Nous trinquâmes à la santé de ma nièce Lila et je décachetai le pli sous les yeux curieux de mon amie. Je lus rapidement, puis lâchai l'enveloppe sur la table pour me retourner vers l'expéditeur. Je n'eus que le temps de voir une femme pousser un fauteuil hors du restaurant. Sous le coup de l'émotion, mes jambes ne me laissèrent pas le loisir de me lever et de lui courir après. Judith prit la lettre et lut à haute voix tandis que j'avalais le champagne cul-sec pour me remettre de mes émotions :
- Bellissima Bella, je ne peux te laisser plus de temps. Je t'ai dit que je ne te lâcherais pas, que je me battrais pour toi, pour nous. L'annonce d'une naissance n'est-il pas le meilleur moment pour la renaissance de notre amour ? Je vais te courtiser ma Bella, sans manipulation, juste toi, moi et nos cœurs. A très vite Bellissima. Ton John. Waouh ! Il sait tourner ses phrases ! J'en suis toute chamboulée et elle ne m'est pas destinée !
Elle s'arrêta et me regarda avec attention, cherchant à déterminer dans quel état je me trouvais.
- Tu es d'accord pour qu'il te courtise ?
Je ne savais que répondre, la serveuse vint prendre notre commande et j'eus un peu de répit. Que dire ? Est-ce que je l'avais oublié ? Non impossible.
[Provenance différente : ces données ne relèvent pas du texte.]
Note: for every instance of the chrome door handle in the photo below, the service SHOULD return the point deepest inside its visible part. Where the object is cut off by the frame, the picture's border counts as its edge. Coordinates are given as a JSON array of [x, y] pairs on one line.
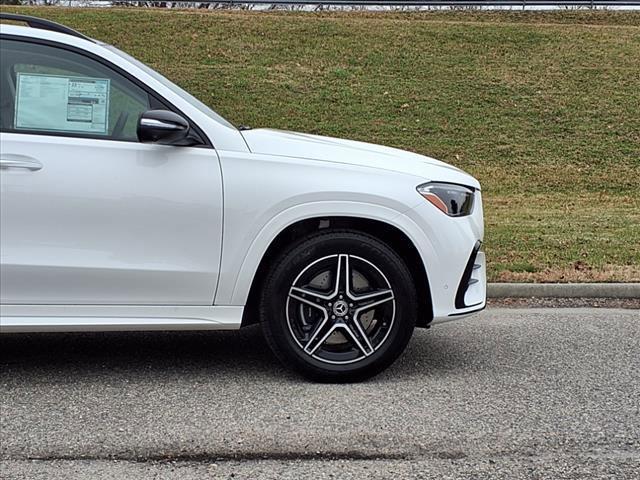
[[19, 161]]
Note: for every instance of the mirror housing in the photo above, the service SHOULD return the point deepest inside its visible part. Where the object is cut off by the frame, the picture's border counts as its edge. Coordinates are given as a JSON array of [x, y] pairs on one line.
[[162, 127]]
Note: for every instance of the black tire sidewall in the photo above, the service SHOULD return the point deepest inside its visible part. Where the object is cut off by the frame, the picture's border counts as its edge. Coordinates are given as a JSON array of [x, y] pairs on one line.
[[289, 266]]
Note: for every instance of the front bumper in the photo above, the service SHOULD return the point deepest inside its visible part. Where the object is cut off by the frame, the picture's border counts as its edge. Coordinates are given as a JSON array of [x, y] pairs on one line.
[[454, 261]]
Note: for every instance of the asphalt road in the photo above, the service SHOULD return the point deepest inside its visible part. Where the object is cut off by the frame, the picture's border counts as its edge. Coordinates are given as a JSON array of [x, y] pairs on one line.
[[510, 393]]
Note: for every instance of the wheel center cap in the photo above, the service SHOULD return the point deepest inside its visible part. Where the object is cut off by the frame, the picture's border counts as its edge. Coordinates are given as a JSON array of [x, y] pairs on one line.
[[340, 308]]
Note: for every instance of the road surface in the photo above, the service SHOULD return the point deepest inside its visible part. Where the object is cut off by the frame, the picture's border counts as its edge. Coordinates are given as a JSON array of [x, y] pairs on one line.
[[510, 393]]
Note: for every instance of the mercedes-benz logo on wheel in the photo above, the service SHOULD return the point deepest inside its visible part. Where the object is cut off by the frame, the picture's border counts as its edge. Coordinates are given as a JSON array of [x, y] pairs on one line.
[[340, 308]]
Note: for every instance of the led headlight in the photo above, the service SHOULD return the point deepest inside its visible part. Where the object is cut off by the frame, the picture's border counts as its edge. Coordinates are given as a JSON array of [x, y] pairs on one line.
[[454, 200]]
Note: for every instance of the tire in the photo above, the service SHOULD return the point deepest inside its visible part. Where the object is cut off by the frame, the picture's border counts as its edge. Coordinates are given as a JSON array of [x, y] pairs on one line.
[[344, 331]]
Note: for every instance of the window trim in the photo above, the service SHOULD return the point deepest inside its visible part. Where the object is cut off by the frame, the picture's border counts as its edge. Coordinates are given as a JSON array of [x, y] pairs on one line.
[[155, 99]]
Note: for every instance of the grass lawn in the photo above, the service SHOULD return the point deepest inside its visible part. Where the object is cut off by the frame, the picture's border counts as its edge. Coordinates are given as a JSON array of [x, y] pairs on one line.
[[543, 108]]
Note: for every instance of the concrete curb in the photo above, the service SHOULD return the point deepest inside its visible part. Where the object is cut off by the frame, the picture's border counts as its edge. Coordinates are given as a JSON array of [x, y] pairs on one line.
[[564, 290]]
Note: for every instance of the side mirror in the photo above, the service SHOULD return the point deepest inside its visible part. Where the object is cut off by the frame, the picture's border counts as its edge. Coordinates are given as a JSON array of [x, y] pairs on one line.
[[163, 127]]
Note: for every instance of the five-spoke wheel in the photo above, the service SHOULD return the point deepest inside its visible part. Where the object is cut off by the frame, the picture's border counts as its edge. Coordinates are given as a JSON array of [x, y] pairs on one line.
[[339, 306]]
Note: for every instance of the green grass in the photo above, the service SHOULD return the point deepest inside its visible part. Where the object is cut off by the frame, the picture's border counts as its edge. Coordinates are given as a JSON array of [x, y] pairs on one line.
[[543, 108]]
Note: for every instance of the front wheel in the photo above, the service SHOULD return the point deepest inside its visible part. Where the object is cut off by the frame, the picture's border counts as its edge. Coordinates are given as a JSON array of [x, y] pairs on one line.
[[339, 306]]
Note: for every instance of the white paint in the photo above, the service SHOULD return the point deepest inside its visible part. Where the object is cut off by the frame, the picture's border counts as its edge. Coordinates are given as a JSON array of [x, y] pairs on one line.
[[121, 235]]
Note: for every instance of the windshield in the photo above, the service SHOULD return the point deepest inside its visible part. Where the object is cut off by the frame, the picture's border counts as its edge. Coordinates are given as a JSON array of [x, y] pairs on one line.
[[174, 88]]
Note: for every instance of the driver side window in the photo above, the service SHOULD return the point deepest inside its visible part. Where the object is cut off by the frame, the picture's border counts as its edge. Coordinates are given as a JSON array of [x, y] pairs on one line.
[[54, 91]]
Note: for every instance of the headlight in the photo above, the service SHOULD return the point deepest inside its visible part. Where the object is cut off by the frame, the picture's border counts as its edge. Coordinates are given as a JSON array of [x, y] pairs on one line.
[[454, 200]]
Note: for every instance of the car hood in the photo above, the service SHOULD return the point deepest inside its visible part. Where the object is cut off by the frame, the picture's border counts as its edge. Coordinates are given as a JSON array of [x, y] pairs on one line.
[[314, 147]]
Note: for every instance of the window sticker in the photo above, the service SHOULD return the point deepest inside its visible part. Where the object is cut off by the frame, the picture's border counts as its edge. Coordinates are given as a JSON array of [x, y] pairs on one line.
[[61, 103]]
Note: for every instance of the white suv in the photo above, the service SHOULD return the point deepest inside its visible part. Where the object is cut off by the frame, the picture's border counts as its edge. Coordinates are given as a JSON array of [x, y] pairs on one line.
[[127, 204]]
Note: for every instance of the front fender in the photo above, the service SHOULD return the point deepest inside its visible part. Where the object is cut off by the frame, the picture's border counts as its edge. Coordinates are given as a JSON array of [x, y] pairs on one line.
[[235, 291]]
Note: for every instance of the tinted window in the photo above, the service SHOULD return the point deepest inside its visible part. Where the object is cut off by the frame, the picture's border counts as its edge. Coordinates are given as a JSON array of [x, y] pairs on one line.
[[45, 89]]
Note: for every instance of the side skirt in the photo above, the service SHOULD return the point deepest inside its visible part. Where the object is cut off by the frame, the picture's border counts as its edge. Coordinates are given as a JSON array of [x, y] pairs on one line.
[[98, 318]]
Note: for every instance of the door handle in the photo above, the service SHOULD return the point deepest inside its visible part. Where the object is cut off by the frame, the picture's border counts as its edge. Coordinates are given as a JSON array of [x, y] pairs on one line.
[[19, 161]]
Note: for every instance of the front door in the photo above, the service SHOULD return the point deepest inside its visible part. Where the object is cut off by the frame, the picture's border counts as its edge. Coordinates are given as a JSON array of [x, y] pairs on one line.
[[88, 215]]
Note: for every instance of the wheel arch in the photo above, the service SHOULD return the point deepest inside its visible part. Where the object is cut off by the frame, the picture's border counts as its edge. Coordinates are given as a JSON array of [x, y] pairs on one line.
[[390, 234]]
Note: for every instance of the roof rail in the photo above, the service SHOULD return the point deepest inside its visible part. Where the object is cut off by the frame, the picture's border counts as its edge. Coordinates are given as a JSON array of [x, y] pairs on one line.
[[43, 24]]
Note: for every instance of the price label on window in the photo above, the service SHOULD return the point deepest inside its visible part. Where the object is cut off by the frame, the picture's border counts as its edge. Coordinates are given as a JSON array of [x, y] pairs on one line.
[[60, 103]]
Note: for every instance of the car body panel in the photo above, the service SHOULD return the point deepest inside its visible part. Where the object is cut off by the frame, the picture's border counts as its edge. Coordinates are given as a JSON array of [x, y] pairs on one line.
[[224, 207], [129, 224]]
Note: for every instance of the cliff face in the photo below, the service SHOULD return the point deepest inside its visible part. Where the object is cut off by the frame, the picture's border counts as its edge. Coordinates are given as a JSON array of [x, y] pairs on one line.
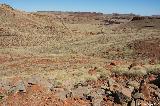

Est-ce que j'étais heureuse de savoir qu'il était là ? Oui, évidemment. Est-ce que je l'aimais encore ? La vitesse à laquelle mon cœur tambourinait dans ma cage thoracique semblait indiquer que c'était toujours le cas.
- En tout cas, quoi que tu décides, je te suis. C'est quand même classe sa façon de faire. Un bourrin serait venu directement pour te parler ou pire t'enlever. Lui non, il dépose une lettre, t'offre un verre à distance et s'éclipse sans que tu puisses le voir. C'est classe je trouve.
- John n'est pas du genre à s'imposer. Il suggère et t'incite à penser que c'est toi qui as choisi alors qu'en réalité il avait tout prévu ! C'est un as de la manipulation. Je ne sais pas si je peux lui faire confiance.
- Je ne comprends pas trop là bichette, il va falloir que tu m'expliques.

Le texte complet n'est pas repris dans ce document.